Tallow Beach, Byron Bay, NSW, Australia
The NSW Valuer-General has announced a significant cut in the valuation of beachfront properties at Belongil Beach on the Northern NSW coast. Although this will only affect the the calculation of rates and levy land tax, it sends a signal to those living in these areas and their insurers. This assessment by the Valuer-General comes after the release of the NSW coastal planning guidelines, which states that

'Where possible, new urban developments and coastal subdivisions should be located outside coastal risk areas'
and
'Where zones are identified as being subject to coastal risks it may be appropriate to include an additional objective for that zone requiring the accommodation of the projected impacts of sea level rise.'
The statements are in line with the conclusions of a Parliamentary Inquiry by the House of Representatives Standing Committee on Climate Change, Water, Environment and the Arts, Managing our coastal zone in a changing climate, which reported in October 2009:
The Committee notes the serious implications of ...more frequent flooding projections for coastal planning and the need for urgent action to amend coastal planning and development policies.

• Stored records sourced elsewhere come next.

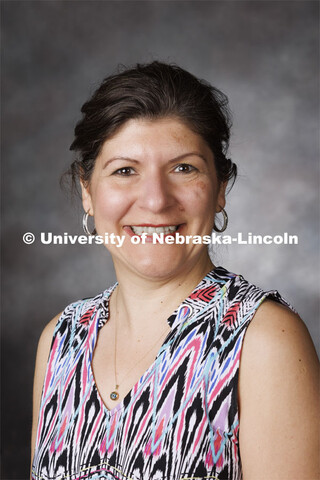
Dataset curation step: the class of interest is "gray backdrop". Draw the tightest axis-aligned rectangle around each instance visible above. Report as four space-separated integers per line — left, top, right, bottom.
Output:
2 1 319 478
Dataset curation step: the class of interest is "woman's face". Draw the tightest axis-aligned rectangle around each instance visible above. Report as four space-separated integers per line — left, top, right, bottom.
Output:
81 117 226 280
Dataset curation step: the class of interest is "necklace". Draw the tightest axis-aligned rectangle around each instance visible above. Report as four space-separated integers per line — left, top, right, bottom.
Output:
110 290 170 402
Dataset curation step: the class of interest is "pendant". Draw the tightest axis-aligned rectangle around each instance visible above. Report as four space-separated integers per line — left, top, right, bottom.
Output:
110 390 119 401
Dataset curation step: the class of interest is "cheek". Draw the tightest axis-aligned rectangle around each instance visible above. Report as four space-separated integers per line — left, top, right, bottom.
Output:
180 180 216 215
91 185 130 226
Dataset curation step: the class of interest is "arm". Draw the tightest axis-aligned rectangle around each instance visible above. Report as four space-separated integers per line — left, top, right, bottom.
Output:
30 314 61 479
238 300 319 480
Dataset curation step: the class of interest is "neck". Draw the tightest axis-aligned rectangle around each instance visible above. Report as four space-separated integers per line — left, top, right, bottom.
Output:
111 255 215 336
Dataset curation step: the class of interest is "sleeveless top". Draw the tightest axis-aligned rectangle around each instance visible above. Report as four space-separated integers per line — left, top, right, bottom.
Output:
32 267 294 480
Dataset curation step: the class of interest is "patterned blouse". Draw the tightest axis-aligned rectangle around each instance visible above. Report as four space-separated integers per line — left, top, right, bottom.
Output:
32 267 293 480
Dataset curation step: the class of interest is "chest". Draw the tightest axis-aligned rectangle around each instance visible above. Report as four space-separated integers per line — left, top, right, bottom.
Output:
34 319 243 480
91 322 171 411
70 321 241 432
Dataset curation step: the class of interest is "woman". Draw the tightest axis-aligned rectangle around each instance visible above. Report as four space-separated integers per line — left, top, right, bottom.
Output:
31 62 319 480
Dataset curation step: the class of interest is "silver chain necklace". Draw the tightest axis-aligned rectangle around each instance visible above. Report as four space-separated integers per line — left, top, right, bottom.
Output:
110 290 170 401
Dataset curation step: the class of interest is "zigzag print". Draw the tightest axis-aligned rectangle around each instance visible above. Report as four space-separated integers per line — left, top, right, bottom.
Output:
32 267 293 480
189 285 218 303
221 303 241 329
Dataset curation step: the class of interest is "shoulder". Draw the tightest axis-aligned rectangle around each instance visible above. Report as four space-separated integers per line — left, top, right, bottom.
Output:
37 287 111 349
34 292 107 379
211 268 290 314
239 299 319 396
238 300 319 478
240 299 317 369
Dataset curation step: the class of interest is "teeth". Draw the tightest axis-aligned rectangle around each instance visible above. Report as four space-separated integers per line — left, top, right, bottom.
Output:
131 225 178 235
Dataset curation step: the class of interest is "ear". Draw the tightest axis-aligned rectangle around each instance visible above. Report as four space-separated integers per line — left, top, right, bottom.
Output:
80 180 94 216
216 181 227 213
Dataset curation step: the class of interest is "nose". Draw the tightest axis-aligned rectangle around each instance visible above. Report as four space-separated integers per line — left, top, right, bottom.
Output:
137 170 175 213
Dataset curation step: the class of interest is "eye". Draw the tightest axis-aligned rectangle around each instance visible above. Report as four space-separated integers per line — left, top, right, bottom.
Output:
113 167 136 176
174 163 197 173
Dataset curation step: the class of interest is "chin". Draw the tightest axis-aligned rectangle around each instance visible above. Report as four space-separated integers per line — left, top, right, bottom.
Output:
124 248 191 281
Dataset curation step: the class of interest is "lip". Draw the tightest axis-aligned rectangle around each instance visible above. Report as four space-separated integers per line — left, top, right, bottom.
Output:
123 224 185 241
128 224 181 227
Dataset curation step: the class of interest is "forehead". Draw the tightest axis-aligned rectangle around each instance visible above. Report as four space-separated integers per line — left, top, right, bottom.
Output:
97 117 213 161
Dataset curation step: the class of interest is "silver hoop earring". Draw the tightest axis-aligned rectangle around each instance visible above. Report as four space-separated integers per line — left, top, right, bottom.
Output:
82 212 96 236
213 208 228 233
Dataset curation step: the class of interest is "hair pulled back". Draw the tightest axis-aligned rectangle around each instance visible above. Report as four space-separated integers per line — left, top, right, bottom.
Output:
68 61 237 190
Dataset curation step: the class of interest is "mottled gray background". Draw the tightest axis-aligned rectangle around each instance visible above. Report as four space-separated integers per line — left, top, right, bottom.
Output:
1 1 319 477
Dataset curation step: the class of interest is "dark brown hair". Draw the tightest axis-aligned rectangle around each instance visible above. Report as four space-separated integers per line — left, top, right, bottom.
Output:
68 61 237 191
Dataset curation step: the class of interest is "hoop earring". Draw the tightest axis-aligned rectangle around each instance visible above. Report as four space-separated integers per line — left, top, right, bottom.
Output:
82 212 96 236
213 208 228 233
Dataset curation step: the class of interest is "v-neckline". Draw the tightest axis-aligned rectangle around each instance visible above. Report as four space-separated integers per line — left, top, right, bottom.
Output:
88 279 177 417
87 266 230 417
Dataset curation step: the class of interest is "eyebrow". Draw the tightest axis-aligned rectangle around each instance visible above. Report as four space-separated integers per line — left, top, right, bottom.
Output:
102 152 208 169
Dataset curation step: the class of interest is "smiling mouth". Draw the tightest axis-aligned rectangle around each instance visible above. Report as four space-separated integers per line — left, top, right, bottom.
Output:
128 225 181 235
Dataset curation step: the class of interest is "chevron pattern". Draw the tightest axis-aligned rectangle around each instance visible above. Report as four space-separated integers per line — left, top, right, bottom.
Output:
32 267 292 480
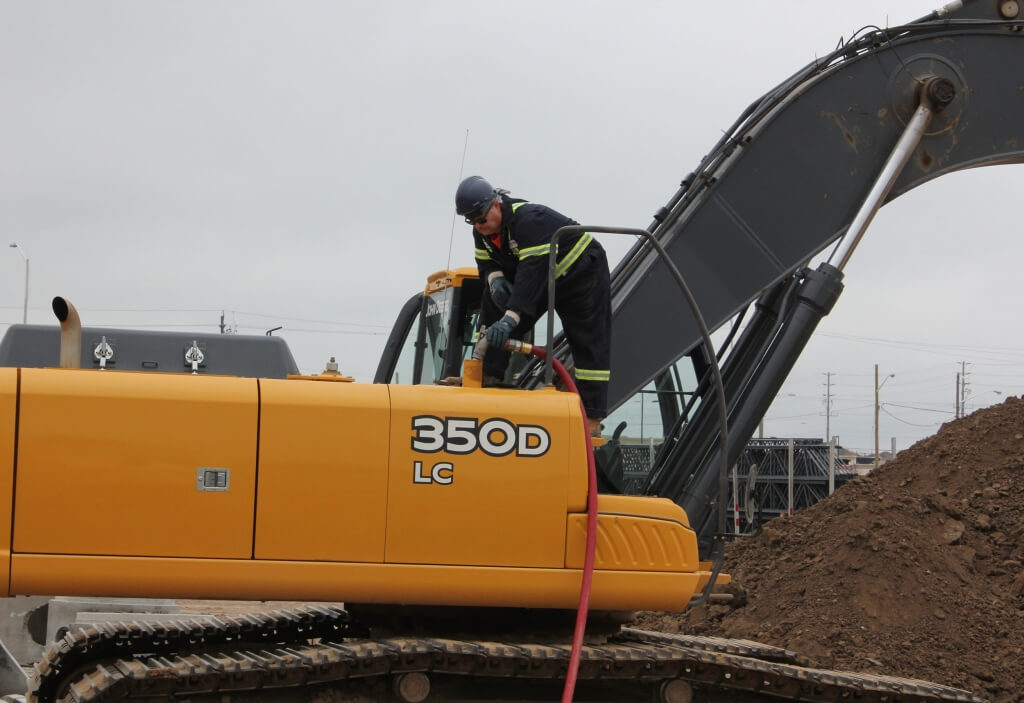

The NSW coastal planning guidelines accepts a likely sea level rise of 40cm by 2050 and 90cm by 2100 over the 1990 level. It also states that benchmarks will need to be updated with any new findings reported in the next assessment report of the Intergovernmental Panel on Climate Change.

While none of this binds NSW local councils, it provides them with the arguments needed to reduce the number of developments in high-risk areas and equips insurers with rationales for increasing risk management costs. These higher costs reflect the need to build better protected homes that are inherently more expensive.